A scrappage scheme is already up and running in Germany - and it is hoped in the UK it could provide greater stimulus for the car industry, where sales have fallen off the cliff, as well as removing older vehicles from the roads.
Drivers could be paid £2,000 to take a vehicle older than nine years off the road.
In Germany a ?2,500 (£2,220) discount on vehicles after the old one is scrapped is offered, while France offers ?1,000.
Both schemes have resulted in an increase in car registrations.
The debate over the scheme - with clashes in Whitehall between business secretary Lord Mandelson and the chancellor Alistair Darling reported - however is far from over.
Gordon Brown is expected to make a final decision this week.
The plan was suggested by Society of Motor Manufacturers and Traders Limited (SMMT), which represents the UK motor trade.
John Procter at SMMT explained plans were submitted to Lord Mandelson's department for Business, Enterprise and Regulatory Reform (BERR), in February and were received favourably before being passed to the Treasury.
"Falling registrations recorded last May and the current crisis have put the squeeze on the industry," he said.
But before drivers start searching for a cheap car to buy now in the hope of selling it to the government after the Budget, any scheme is set to have a hatful of conditions.
Mr Procter explained: "A car being sent to be scrapped would have to be road worthy, have an MOT and tax."
He added the idea for the plan was not to encourage people to buy up old bangers to get hold of cash.
Cars registered before 2000 are being chosen for the scheme not through an arbitrary date, but due to European emission standard that came into force on that date.
The cash may only come for certain vehicles that are low polluting, although calls for cars made by British-based manufacturers only may fall foul of European competition rules.
"We would favour a system that is not too complex and without too many provisions to boost new car sales," Mr Procter said.
"If it is too complex it will put people off."
He added the removal of cars made before 2000 and replacing them with new vehicles would aid the environment as the newer models have cleaner emissions.
Sue Robinson, director of the Retail Motor Industry Federation (RMIF), called for the scrappage scheme to be enacted as soon as possible.
"With Germany's scrappage scheme a runaway success, surely now is the time for the Government to act," she said.
"Consumers will look to new cars again, given the right impetus, and the RMIF is continuing to lobby for the introduction of a scrappage scheme could help revive car sales, and remove high-polluting cars from the road at the same time.

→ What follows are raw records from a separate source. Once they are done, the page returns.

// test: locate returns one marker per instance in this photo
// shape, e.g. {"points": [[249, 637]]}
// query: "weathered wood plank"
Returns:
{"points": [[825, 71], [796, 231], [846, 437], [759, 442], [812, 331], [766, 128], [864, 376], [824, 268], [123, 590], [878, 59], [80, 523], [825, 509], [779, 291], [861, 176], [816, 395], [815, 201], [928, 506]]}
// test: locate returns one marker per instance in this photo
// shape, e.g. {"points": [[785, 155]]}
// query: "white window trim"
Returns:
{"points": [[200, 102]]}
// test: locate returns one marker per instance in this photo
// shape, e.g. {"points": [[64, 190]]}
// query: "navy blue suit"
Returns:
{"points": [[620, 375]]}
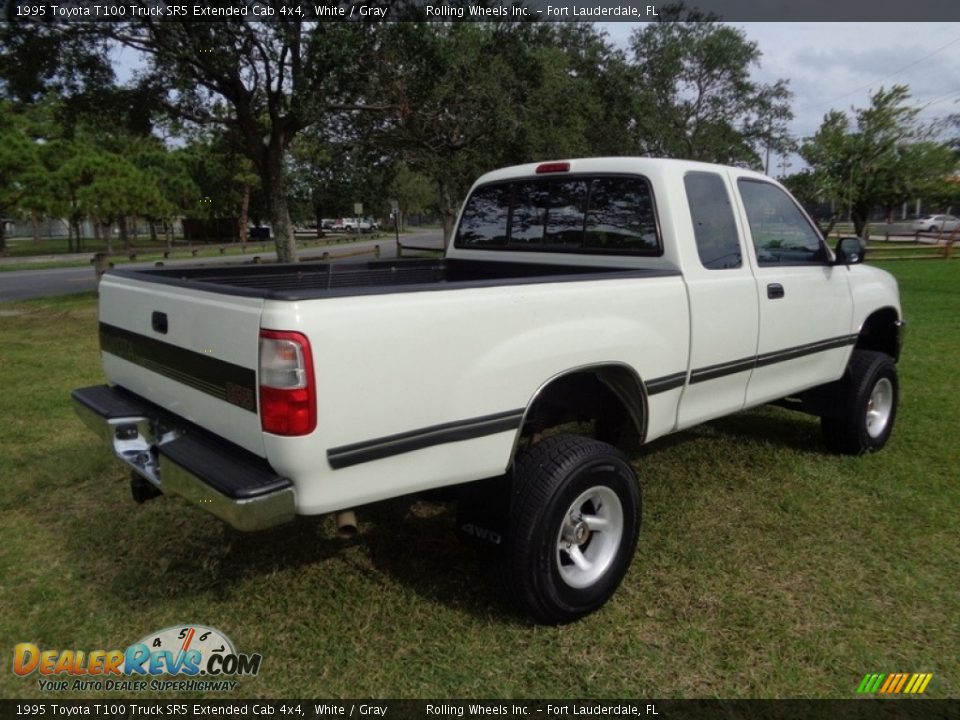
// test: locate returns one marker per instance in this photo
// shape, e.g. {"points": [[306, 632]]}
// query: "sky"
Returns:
{"points": [[839, 65], [833, 66]]}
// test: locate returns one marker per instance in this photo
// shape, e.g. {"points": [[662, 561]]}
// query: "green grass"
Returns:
{"points": [[766, 567]]}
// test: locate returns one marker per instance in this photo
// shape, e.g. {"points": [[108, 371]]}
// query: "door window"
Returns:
{"points": [[782, 235], [714, 227]]}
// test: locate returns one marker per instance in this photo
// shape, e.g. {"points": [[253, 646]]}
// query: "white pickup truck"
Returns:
{"points": [[629, 295]]}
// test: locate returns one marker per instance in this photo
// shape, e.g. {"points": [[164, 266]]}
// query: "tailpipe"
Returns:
{"points": [[142, 489], [346, 524]]}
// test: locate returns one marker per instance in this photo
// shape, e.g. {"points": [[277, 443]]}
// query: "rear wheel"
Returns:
{"points": [[864, 408], [575, 515]]}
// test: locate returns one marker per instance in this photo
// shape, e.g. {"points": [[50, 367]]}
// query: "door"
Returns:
{"points": [[805, 305], [723, 303]]}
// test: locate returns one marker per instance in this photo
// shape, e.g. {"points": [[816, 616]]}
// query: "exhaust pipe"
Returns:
{"points": [[346, 524], [142, 489]]}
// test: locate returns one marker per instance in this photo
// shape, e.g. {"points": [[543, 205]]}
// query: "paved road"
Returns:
{"points": [[27, 284]]}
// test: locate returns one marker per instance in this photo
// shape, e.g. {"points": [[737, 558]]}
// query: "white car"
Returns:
{"points": [[635, 295], [936, 223]]}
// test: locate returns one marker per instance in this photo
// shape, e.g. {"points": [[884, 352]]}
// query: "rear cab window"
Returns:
{"points": [[596, 214]]}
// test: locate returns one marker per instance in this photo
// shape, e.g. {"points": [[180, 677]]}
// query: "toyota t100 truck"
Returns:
{"points": [[634, 296]]}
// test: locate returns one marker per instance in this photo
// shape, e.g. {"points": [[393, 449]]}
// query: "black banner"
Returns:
{"points": [[122, 709], [477, 10]]}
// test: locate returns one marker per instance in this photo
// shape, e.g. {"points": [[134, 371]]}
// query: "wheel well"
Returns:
{"points": [[611, 397], [881, 332]]}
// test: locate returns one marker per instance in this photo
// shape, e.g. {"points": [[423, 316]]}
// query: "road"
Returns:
{"points": [[29, 284]]}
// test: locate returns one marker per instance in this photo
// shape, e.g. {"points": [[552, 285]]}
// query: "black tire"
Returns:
{"points": [[864, 407], [549, 481]]}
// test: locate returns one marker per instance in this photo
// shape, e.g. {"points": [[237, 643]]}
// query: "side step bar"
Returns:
{"points": [[179, 458]]}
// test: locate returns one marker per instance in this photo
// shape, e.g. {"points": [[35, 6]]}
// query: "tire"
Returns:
{"points": [[864, 405], [561, 568]]}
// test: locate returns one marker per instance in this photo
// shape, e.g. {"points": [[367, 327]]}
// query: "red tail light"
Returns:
{"points": [[544, 168], [288, 400]]}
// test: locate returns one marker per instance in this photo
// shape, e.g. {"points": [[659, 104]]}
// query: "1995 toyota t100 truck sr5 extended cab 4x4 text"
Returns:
{"points": [[635, 295]]}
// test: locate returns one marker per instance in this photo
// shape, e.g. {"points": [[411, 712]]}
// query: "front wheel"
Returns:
{"points": [[864, 406], [574, 516]]}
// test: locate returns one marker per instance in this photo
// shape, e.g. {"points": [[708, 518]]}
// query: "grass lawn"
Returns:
{"points": [[766, 567]]}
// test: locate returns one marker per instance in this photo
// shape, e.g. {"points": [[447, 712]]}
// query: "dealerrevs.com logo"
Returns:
{"points": [[191, 651]]}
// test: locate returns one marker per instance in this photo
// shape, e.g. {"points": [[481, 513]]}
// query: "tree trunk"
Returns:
{"points": [[275, 185], [78, 233], [860, 216], [124, 232], [244, 221], [36, 229], [448, 214]]}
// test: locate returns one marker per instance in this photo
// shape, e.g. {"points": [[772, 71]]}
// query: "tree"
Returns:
{"points": [[19, 167], [880, 158], [266, 82], [471, 97], [694, 97], [413, 192]]}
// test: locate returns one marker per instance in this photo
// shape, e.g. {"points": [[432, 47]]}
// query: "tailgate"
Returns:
{"points": [[191, 352]]}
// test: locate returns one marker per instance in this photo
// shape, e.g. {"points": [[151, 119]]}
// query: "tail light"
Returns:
{"points": [[544, 168], [288, 401]]}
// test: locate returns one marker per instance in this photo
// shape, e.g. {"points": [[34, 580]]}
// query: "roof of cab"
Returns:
{"points": [[641, 165]]}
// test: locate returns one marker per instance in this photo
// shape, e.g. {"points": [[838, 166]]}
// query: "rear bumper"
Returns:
{"points": [[181, 459]]}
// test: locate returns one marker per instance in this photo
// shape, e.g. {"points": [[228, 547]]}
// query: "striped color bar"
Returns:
{"points": [[895, 683]]}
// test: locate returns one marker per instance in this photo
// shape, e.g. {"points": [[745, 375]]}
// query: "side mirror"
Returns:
{"points": [[850, 251]]}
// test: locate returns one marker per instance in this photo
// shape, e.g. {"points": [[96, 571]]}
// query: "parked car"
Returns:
{"points": [[638, 296], [936, 223]]}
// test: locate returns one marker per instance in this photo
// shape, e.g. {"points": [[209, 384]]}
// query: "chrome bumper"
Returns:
{"points": [[180, 459]]}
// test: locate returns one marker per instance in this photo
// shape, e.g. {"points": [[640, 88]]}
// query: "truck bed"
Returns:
{"points": [[302, 281]]}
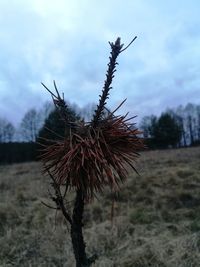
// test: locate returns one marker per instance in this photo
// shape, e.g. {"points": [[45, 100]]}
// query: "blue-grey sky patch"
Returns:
{"points": [[67, 41]]}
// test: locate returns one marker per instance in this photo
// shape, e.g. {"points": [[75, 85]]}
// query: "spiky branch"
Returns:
{"points": [[93, 156]]}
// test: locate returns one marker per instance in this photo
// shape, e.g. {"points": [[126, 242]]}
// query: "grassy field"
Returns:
{"points": [[156, 222]]}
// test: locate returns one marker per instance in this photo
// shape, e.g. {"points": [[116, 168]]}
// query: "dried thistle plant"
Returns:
{"points": [[94, 155]]}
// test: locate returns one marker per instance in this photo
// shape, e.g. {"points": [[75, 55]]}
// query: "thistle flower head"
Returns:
{"points": [[96, 154]]}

"This scheme is widely supported by car retailers."
However, Nigel Humphries at the Association of British Drivers (ABD) hit out at the initiative, claiming it would distort the market.
"The measure is not green," he explained, as most cars over nine years are low mileage and so are producing fewer emissions.

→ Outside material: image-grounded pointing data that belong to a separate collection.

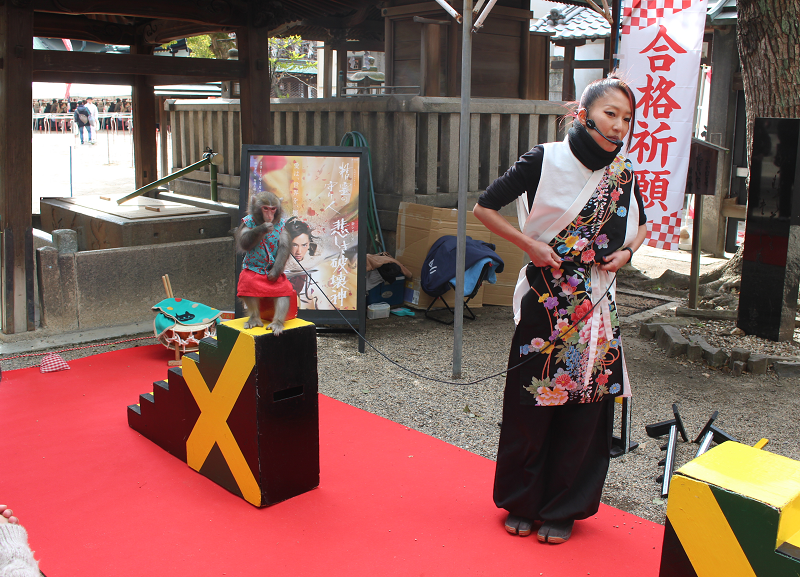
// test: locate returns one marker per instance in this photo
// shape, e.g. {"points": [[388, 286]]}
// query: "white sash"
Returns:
{"points": [[553, 207]]}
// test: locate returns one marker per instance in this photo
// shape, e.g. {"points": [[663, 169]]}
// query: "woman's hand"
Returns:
{"points": [[7, 516], [542, 254], [615, 261]]}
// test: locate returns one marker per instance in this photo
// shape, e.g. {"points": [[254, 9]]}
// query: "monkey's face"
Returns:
{"points": [[268, 213]]}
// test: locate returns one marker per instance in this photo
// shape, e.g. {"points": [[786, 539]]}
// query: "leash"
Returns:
{"points": [[445, 382]]}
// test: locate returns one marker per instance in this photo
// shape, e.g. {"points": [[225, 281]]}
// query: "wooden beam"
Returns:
{"points": [[256, 121], [158, 32], [81, 28], [359, 45], [228, 12], [137, 64], [85, 78], [117, 79], [581, 64], [16, 158]]}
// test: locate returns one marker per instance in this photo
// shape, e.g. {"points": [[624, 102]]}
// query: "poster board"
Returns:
{"points": [[323, 194]]}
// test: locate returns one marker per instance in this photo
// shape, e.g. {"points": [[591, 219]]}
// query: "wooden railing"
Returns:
{"points": [[413, 139]]}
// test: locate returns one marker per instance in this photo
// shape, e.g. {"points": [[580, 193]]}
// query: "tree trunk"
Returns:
{"points": [[770, 56]]}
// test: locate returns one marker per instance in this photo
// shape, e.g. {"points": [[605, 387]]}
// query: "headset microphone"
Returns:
{"points": [[591, 124]]}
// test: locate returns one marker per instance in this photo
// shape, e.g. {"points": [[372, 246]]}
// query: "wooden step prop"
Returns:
{"points": [[735, 510], [242, 411]]}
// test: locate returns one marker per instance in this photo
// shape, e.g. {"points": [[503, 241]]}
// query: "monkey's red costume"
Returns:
{"points": [[253, 281]]}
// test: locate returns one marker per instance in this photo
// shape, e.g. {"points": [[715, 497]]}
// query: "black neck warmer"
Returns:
{"points": [[585, 149]]}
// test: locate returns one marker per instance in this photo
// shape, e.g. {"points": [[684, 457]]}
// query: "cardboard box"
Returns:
{"points": [[419, 226]]}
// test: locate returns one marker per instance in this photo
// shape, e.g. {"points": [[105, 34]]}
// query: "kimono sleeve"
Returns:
{"points": [[522, 176]]}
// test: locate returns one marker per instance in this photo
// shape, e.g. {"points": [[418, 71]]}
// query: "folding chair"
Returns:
{"points": [[468, 313]]}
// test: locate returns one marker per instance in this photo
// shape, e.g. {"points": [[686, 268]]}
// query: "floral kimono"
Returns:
{"points": [[571, 352]]}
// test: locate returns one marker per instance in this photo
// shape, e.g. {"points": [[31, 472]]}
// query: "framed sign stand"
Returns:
{"points": [[324, 195]]}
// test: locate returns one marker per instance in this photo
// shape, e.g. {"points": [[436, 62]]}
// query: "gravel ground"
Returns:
{"points": [[468, 416], [718, 334]]}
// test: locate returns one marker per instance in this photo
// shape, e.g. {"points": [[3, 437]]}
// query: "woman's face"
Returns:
{"points": [[612, 115], [300, 246]]}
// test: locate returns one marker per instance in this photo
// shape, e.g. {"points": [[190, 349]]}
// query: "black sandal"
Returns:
{"points": [[518, 525], [555, 531]]}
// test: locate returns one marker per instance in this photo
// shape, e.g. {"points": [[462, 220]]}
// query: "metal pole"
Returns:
{"points": [[170, 178], [212, 169], [697, 233], [669, 465], [463, 176]]}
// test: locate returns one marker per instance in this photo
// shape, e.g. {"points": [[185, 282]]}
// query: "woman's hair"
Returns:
{"points": [[600, 88], [297, 227]]}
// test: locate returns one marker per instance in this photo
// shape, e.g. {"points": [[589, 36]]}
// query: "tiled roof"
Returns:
{"points": [[573, 23], [721, 12]]}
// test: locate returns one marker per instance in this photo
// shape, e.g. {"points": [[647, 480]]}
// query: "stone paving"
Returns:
{"points": [[669, 338]]}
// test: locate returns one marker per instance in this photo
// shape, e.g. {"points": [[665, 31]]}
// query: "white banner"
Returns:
{"points": [[660, 48]]}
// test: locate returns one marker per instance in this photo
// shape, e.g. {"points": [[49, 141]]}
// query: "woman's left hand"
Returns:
{"points": [[615, 261]]}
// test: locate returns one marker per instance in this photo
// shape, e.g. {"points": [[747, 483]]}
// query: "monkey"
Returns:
{"points": [[263, 238]]}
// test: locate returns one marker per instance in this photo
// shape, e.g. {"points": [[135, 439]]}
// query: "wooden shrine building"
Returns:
{"points": [[422, 46]]}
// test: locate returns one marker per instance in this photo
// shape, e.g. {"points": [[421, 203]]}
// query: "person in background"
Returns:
{"points": [[80, 113], [16, 557], [92, 107], [581, 219]]}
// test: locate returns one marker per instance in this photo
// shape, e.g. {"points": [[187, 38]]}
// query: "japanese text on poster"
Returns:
{"points": [[319, 196], [660, 48]]}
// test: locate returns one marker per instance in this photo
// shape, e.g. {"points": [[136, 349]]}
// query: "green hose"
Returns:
{"points": [[373, 223]]}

He added cars over nine years "still have a lot of life in them. It is a disgrace that cars are scrapped so easily. Often just because an expensive electrical fault."
The ABD is instead calling for greater infrastructure spending on both road and rail.
The Environmental Transport Association (ETA) is also against the scrappage scheme explaining car scrapping initiatives "routinely fail" to take into consideration the amount of energy required to build a vehicle in the first place.
Andrew Davis, ETA director, said: "Altering the way you drive and keeping a car longer can be a greener option than buying new.
"Even if the new model you buy is more economical, once you take into account the energy needed to scrap the old car and build an entirely new one the overall benefits are likely to be tiny."